Эти требования мы предъявили, — и как долго, о господи, как долго все эти политические деятели и ухмыляющиеся крупные капиталисты делали вид, что они прислушиваются к нашему голосу, что они повинуются! «Да, да, господа из «Лиги забытых людей», мы понимаем, дайте только нам время!» Больше мы не дадим им времени!!! Их время кончилось, как и вся их нечестивая власть!
Консервативные сенаторы, Торговая палата Соединенных Штатов, крупнейшие банкиры, короли стальной, автомобильной, электрической и угольной промышленности — все они подобны королям из династии Бурбонов, о которых было сказано, что «они ничего не забыли и ничему не научились».
Но ведь те умерли на гильотине!
Может быть, мы сумеем быть милостивее к нашим Бурбонам. Может быть — может быть, — нам удастся спасти их от гильотины, от виселицы, от расстрела. Может быть, мы при нашем новом режиме, при нашем «новом курсе», который действительно будет новым курсом, а не наглым экспериментом, — может быть, мы ограничимся тем, что заставим этих важных финансистов и политиков посидеть на жестких стульях, в мрачных конторах, работая бесконечное число часов пером или стуча на пишущей машинке, как это делали для них в течение стольких лет многочисленные рабы в белых воротничках.
Теперь настал, как говорит сенатор Берзелиос Уиндрип, «час атаки». Мы перестали бомбардировать невнимательные уши этих лицемеров. Мы выходим из окопов, чтобы броситься в атаку. Наконец, после долгих месяцев совместных совещаний руководители «Лиги забытых людей» и я сам заявляем, что на предстоящем съезде демократической партии мы без малейших колебаний… Слушайте! Слушайте! У нас на глазах совершается история! — закричал Дормэс своей невнемлющей семье.
— …отдадим миллионы голосов членов Лиги, для того чтобы провести кандидатуру сенатора Берзелиоса Уиндрипа… на пост президента от демократической партии, что означает, другими словами, что он будет избран и что мы, члены Лиги, выберем его президентом Соединенных Штатов!
Его программа и программа Лиги не во всех деталях совпадают. Но он принял на себя обязательство считаться с нашими указаниями и советами, и, во всяком случае, до избрания мы будем безоговорочно поддерживать его — своими деньгами, своей преданностью, своими голосами… и своими молитвами. И пусть господь бог ведет его и нас через пустыню неправедной политики и грязного, алчного капитала к сверкающему великолепию Земли Обетованной! Да благословит вас бог!
Миссис Джессэп весело заметила:
— Знаешь, Дормэс, этот епископ-совсем не фашист; он настоящий красный радикал. Но неужели это его заявление может иметь какое-нибудь значение?
«Ну и ну!» — думал Дормэс. Он прожил с Эммой тридцать четыре года, и не чаще двух раз в год на него находило желание убить ее. Он мягко сказал:
— Оно не означает ничего особенного, кроме того, что через несколько лет под видом заботы обо всех нас диктатура Бэза Уиндрипа будет регламентировать все решительно, начиная с того, где нам молиться, и кончая тем, какие детективные романы нам читать.

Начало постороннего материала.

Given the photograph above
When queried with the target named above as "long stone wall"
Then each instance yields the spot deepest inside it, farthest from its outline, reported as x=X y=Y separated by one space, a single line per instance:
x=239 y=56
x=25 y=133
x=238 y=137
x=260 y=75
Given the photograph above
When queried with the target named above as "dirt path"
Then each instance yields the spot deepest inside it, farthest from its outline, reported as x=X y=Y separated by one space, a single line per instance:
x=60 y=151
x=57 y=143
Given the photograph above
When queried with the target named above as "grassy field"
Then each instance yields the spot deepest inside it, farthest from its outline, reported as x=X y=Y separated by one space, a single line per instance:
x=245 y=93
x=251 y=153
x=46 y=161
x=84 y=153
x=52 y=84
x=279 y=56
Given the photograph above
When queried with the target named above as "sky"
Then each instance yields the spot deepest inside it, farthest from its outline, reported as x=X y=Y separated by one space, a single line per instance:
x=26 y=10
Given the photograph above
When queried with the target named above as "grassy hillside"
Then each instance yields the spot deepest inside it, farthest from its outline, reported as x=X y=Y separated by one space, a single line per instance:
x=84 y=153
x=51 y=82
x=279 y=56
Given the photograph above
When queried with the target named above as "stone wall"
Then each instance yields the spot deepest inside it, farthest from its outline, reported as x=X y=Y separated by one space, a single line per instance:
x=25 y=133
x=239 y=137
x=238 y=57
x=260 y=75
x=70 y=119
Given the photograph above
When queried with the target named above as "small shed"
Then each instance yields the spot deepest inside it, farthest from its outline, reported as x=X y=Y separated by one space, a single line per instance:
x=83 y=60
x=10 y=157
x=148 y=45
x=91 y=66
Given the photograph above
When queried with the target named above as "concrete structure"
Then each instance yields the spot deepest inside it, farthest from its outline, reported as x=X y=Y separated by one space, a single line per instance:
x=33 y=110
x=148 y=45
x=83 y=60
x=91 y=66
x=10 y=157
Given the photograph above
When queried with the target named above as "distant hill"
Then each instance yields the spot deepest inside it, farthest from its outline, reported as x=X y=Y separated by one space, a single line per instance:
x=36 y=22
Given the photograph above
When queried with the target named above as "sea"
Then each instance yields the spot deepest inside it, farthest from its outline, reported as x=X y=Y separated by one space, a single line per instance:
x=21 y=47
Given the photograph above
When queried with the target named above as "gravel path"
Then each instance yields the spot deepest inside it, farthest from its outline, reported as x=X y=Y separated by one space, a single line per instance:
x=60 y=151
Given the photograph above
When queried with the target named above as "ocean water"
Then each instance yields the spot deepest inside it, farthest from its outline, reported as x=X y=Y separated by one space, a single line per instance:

— Безусловно, так оно и будет! Иногда мне хочется стать коммунистом! Забавно, что именно мне, потомку тупоголовых голландских обитателей долины реки Гудзон! — воскликнул Джулиан Фок.
— Замечательная идея! Из огня Уиндрипа и Гитлера да в полымя нью-йоркского «Дейли уоркер», и Сталина, и пулеметов. И еще пятилетнего плана — мне бы, наверно, было сказано, что по решению комиссара каждая из моих кобыл должна давать шесть жеребят в год! — сердито проворчал Бак Титус; а доктор Фаулер Гринхилл принялся их вышучивать:
— Ах, папа, и вы тоже, Джулиэн, юный параноик, вы же просто помешались! Диктатура?! Приходите лучше ко мне на прием и разрешите мне освидетельствовать ваши головы! Америка — это единственная свободная страна на земле! И, кроме того, наша страна слишком огромна для переворота! Нет, нет! Здесь, у нас, это невозможно!